Kuswa berkisah tentang perjalanan hidupnya yang sarat pengalaman dan penuh suka duka.
“Saya sekolah di zaman penjajahan Belanda mengikuti pendidikan di Sekolah Rakyat (SR) pada tahun 1940, seterusnya melanjutkan ke SMP dan menyelesaikan pendidikan di SMA,” ucapnya.
Setelah tamat SMA, Kuwa mengaku, dirinya bekerja di Direktorat Kehakiman Angkatan Darat sebagai panitera.
“Ketika bekerja di kepaniteraan, saya sempat mencatat persidangan di Mahkamah Militer atau Babinkum ABRI yang mengadili tokoh DI-TII, Karto Suwiryo,” ujar Kakek dari 14 cucu dan 5 cicit ini.
Babinkum itu, lanjut Kuswa, adalah Mahkamah Militer Dalam Keadaan Perang.

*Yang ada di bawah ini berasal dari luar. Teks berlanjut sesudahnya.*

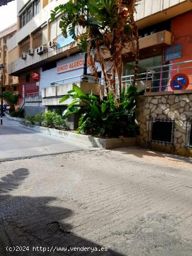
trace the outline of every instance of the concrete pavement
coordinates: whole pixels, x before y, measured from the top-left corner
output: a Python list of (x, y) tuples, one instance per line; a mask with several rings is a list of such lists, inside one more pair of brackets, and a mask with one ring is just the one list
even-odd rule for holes
[(0, 125), (0, 159), (51, 155), (90, 149), (84, 144), (50, 136), (21, 127), (3, 117)]
[(0, 255), (191, 256), (191, 166), (139, 148), (0, 162)]

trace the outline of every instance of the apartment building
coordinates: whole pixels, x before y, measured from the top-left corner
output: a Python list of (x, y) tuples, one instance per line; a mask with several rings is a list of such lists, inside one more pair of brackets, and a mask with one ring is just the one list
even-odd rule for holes
[(18, 87), (18, 77), (9, 76), (7, 67), (11, 60), (9, 59), (7, 42), (16, 32), (16, 24), (0, 31), (0, 63), (3, 64), (5, 69), (3, 72), (3, 92), (9, 90), (17, 93)]
[[(84, 54), (79, 52), (69, 35), (65, 38), (61, 34), (60, 16), (53, 22), (50, 19), (51, 10), (63, 3), (63, 0), (17, 2), (18, 29), (9, 42), (12, 58), (9, 73), (19, 77), (19, 103), (23, 105), (24, 98), (26, 112), (29, 114), (44, 109), (43, 106), (55, 108), (59, 105), (59, 88), (56, 92), (54, 85), (80, 81), (83, 75)], [(60, 98), (64, 93), (61, 89)], [(43, 105), (42, 92), (48, 98), (43, 97)]]
[[(84, 55), (69, 35), (66, 39), (61, 35), (60, 17), (53, 22), (50, 19), (51, 10), (64, 2), (18, 1), (18, 31), (8, 43), (11, 59), (8, 73), (19, 77), (20, 94), (27, 99), (42, 93), (47, 109), (62, 109), (59, 100), (72, 82), (82, 82)], [(141, 0), (136, 7), (140, 49), (137, 86), (146, 89), (137, 108), (141, 145), (156, 143), (174, 152), (192, 146), (191, 9), (191, 0)], [(135, 63), (128, 48), (124, 53), (126, 87), (131, 82)], [(98, 72), (102, 77), (99, 65)], [(187, 84), (183, 86), (177, 80), (174, 87), (173, 78), (178, 73), (184, 77), (176, 76), (176, 80), (183, 79)], [(84, 84), (84, 89), (90, 88)]]

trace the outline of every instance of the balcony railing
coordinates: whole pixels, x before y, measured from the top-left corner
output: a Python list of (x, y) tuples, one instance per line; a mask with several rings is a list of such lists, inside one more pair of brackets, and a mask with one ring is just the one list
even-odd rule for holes
[[(188, 77), (189, 89), (192, 89), (192, 60), (148, 68), (146, 72), (137, 75), (136, 85), (149, 92), (172, 91), (172, 79), (174, 75), (181, 73)], [(132, 75), (122, 77), (123, 88), (132, 82), (133, 76)]]
[(26, 93), (26, 97), (35, 97), (35, 96), (41, 96), (41, 92), (37, 92), (35, 93)]
[(93, 76), (87, 75), (78, 75), (72, 76), (69, 78), (66, 78), (64, 79), (61, 79), (60, 80), (54, 81), (51, 82), (51, 86), (57, 86), (57, 85), (63, 85), (65, 84), (68, 84), (69, 83), (78, 83), (79, 82), (86, 81), (91, 83), (99, 83), (100, 85), (103, 84), (103, 79), (98, 77), (97, 80), (95, 77)]

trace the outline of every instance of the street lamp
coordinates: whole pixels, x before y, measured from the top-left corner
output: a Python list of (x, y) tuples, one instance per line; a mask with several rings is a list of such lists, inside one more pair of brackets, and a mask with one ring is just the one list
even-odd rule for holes
[(3, 72), (5, 67), (2, 63), (0, 64), (0, 71), (1, 75), (1, 125), (3, 124), (2, 116), (3, 115)]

“Saya bersama Hakim sering bolak-balik ke Irian Barat atau Papua untuk menangani kasus, diantaranya Letkol Untung dan kawan-kawan, ngadimo, Nyono dan Sudisman,” tutur dia yang pernah bekerja sebagai staf Presiden RI pada masa pemerintahan Soekarno dan Soeharto itu.
Selama bertugas di Irian Barat, ujar Kuswa, dirinya bersama tim sempat mengajar warga yang masih primitif.
“Mereka diajarkan membaca huruf, menulis, cara makan dan belajar cara memakai baju. Saat itu mayoritas penduduk masih setengah telanjang,” imbuh Kuswa.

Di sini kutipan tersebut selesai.